As such, teaching the second-year paper involves reading a lot of drafts. One of the drafts I read last week did something that always baffles when I see it. This might be a simple question whose answer is obvious, so bear with me, but the practice is so common that I thought I would ask readers whether it is me who is missing something. The practice is as follows (note that I am positing all this for observational data, not experimental data):

  1. You have a random sample in which you estimate a relationship of interest. Say, you are interested in whether a land title means that a plot is more productive, or whether having a college degree means that an individual makes more money.
  2. You are interested in heterogeneous treatment effects. Say, you are interested in whether the effect of the land title is different by plot size–say, for plots smaller than one hectare and for plots larger than one hectare. Or you are interested in whether having a college degree has different effects by race.
  3. To look at treatment heterogeneity, you split your sample up by group and re-estimate your relationship of interest. So you re-estimate your productivity equation once for small plots, and once for larger plots. Or you re-estimate your wage equation once for each race.

My problem is this: You start from a random sample. The minute you split that sample by group, however, your sub-samples are no longer random! Intuitively, it is unclear to me what the estimate you get for each sub-group means given the non-randomness of the sub-sample on which it is based.

To get a treatment heterogeneity, wouldn’t it be better to maintain your sample as is, but to interact your treatment (i.e., land title, college degree, etc.) with groups (i.e., small and large plots, race, etc.), going so far as to omitting the constant in order to be able to retain each group?
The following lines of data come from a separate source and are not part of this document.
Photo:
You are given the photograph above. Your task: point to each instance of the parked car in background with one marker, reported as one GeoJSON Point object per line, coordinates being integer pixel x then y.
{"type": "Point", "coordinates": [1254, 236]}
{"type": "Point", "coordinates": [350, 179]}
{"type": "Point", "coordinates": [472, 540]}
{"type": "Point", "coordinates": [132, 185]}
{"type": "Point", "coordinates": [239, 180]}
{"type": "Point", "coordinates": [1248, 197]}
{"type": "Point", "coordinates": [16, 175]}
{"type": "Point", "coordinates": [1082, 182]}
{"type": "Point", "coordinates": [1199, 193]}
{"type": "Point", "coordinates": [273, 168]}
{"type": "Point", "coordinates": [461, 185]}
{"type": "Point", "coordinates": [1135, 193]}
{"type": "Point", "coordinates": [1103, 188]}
If anything, you would get much better statistical power from preserving a larger sample. Anyone have any insight as to whether my intuition is right regarding the presumed bias that comes from looking at sub-groups, or is the overall effect simply the weighted effect by group? So, readers: Is the practice legitimate and I simply haven’t seen good applications of it?

Update: Many good comments below. My new colleague Jason Kerwin even came up with his own proof-by-Stata (see the link in his comment below). Comments like the ones on this post are one of the reasons why I love blogging.

8 Comments

  1. Devon Devon

    Efficiency is definitely one reason not to split up the samples. Your standard errors will be much larger in the two split samples than if you estimated it in a large model with the interactions you indicated.
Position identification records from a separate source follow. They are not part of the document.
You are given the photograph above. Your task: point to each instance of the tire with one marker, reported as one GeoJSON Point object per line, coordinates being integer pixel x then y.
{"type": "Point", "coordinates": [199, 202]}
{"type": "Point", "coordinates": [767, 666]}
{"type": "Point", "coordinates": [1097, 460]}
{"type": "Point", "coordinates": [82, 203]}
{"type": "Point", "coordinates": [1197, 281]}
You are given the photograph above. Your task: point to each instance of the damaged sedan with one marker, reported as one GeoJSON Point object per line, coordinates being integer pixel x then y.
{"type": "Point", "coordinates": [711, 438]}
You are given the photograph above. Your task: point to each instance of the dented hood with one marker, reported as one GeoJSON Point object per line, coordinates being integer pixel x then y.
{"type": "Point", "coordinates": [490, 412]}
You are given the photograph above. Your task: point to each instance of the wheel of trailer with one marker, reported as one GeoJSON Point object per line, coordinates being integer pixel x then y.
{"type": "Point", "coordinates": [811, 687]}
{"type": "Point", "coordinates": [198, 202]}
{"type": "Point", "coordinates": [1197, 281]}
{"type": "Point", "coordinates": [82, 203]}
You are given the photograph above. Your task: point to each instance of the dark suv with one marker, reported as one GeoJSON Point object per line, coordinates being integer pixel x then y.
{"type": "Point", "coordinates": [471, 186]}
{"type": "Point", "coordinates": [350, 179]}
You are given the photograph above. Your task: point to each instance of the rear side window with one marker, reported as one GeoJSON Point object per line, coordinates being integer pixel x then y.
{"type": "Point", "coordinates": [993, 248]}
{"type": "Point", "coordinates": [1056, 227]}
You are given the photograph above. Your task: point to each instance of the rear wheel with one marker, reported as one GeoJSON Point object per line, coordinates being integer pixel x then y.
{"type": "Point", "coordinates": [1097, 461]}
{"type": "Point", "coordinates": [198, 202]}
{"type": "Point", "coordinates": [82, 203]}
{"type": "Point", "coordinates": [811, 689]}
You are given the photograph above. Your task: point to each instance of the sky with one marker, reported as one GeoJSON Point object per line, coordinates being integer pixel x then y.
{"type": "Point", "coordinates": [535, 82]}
    I’m not seeing the problem with losing the randomness of the sub-sample. Conditional upon the group, isn’t it still random within that group? Maybe I’m missing something here.

  2. Thanks for your comment, Devon. Yes, you are absolutely right regarding efficiency. Intuitively, it just seems to me that the estimate you get off of the subgroup might be driven by unobservable factors that differ systematically along your splitting variable. For example, suppose you are interested in how much of some behavior someone undertakes (e.g., smoking) as your dependent variable and want to know the effect of income on smoking, and you split along gender. If men and women differ along risk aversion (which you don’t observe in my example) and this relates to your variable of interest (risk preferences change with income, at least in theory).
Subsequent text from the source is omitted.